For the first time in my life, I felt threatened by all the food scattered across the table.  There was no hunger or comfort in the thought of eating without some kind of professional to help me if something went wrong.  Even prior to the operation, when esophageal pain was present, food was the enemy.  It was frightening, wondering where it would all go now that I didn’t have a stomach or feel a physical need to eat.

My sister, Lisa, asked, “Do you want me to make you a plate?”

“Oh, no.  I can’t have this…  I only just started having solid food.”  It did look really inviting for those who were waiting for it, but I wasn’t hungry at all.

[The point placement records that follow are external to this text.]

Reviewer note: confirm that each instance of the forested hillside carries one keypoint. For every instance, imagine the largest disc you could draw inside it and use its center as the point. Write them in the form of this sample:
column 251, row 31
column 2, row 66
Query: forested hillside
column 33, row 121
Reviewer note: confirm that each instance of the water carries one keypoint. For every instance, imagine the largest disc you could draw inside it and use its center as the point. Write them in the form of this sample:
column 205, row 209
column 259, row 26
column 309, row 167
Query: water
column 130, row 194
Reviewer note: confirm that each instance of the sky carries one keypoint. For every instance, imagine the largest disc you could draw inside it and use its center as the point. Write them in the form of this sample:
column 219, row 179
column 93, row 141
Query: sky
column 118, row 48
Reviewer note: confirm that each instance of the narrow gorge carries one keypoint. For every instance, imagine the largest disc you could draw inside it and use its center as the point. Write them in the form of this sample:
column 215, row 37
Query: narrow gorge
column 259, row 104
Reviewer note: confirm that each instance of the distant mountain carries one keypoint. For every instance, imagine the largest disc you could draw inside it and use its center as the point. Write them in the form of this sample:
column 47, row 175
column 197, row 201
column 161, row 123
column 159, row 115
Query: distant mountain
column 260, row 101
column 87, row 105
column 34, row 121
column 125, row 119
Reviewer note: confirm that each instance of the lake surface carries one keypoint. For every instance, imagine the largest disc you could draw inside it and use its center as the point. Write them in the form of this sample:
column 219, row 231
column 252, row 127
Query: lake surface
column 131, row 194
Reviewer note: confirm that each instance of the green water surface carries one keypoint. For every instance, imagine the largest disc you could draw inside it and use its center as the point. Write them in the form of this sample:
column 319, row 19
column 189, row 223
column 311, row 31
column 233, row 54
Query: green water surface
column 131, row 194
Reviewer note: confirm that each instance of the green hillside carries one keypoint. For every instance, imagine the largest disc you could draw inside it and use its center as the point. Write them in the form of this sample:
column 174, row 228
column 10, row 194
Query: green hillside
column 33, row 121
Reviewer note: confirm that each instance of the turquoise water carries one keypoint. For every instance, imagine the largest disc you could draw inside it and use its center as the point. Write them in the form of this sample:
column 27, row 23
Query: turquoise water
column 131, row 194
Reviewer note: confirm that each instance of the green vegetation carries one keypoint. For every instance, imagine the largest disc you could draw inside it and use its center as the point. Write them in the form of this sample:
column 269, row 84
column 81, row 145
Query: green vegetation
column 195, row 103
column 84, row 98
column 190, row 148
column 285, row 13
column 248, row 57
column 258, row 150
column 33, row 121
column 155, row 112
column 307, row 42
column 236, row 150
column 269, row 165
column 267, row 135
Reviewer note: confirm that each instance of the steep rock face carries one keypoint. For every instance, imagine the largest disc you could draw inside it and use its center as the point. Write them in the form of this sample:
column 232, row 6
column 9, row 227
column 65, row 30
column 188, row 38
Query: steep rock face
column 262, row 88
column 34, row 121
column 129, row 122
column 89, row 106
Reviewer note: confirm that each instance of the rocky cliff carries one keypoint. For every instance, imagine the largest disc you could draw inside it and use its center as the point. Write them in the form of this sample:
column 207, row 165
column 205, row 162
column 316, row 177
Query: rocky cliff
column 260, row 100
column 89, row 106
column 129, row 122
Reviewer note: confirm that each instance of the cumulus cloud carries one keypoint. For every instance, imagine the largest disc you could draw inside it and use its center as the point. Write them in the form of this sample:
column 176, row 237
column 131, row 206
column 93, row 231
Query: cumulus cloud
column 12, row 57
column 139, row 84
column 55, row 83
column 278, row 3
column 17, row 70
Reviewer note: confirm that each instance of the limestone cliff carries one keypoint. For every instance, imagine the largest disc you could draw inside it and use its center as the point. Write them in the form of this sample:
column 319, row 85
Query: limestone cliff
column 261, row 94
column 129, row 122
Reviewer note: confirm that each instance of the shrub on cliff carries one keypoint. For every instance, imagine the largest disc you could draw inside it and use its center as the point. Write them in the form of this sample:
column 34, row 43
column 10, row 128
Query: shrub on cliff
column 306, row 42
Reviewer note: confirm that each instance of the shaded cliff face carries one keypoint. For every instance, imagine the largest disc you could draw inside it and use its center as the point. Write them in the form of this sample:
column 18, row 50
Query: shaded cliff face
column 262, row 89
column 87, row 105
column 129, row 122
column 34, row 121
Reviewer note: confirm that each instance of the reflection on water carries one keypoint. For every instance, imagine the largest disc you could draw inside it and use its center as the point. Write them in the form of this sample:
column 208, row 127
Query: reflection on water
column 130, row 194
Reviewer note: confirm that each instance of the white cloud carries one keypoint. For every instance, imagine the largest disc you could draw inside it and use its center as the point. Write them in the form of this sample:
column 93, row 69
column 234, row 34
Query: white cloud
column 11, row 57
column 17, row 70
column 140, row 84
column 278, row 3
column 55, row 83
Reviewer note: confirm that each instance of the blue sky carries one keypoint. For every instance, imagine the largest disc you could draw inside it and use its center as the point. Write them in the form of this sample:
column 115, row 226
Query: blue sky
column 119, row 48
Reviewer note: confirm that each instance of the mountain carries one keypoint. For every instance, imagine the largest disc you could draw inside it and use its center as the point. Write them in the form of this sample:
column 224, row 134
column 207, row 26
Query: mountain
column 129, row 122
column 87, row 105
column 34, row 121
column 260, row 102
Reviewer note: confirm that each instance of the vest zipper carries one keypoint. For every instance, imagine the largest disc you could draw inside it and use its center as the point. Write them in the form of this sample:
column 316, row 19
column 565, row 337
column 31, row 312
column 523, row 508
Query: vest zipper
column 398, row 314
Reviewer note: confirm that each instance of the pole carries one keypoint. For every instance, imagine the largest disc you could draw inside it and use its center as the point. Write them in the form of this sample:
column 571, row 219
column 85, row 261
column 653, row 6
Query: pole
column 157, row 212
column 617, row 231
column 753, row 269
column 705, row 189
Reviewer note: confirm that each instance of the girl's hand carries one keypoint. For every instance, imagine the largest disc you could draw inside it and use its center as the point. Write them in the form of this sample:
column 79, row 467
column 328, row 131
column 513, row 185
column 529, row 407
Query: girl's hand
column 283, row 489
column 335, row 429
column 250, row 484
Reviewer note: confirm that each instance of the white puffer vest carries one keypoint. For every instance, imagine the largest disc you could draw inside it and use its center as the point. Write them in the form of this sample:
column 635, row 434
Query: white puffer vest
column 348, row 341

I realized I would never be able to splurge again when it came to eating.  It was a whole new world for me, like a baby receiving pablum for the first time.  Unrecognizable, I had to question all that I knew about eating and myself, and try every thing as though it was the first time.  This brought on fear that created an immediate defense to stay away until I was ready.

“But we waited for you, so we could have lunch together.”

“Go ahead.  I’m not hungry.”  If I was, I wouldn’t know it anyway.  At first, I didn’t realize how Lisa would react, but I soon felt terrible about all the trouble they went through for me.  Pizza, coldcuts, cheese… my mom even offered to make soup for me.  They were probably famished, but didn’t want to eat without me, especially on my first day home.  The truth was that I was afraid to eat outside of the hospital environment.  The last thing I had eaten was at the hospital this morning.  What if something made me ill?  The last thing I want is to return to the hospital.

 

Hope you and your children had a safe and fun Halloween!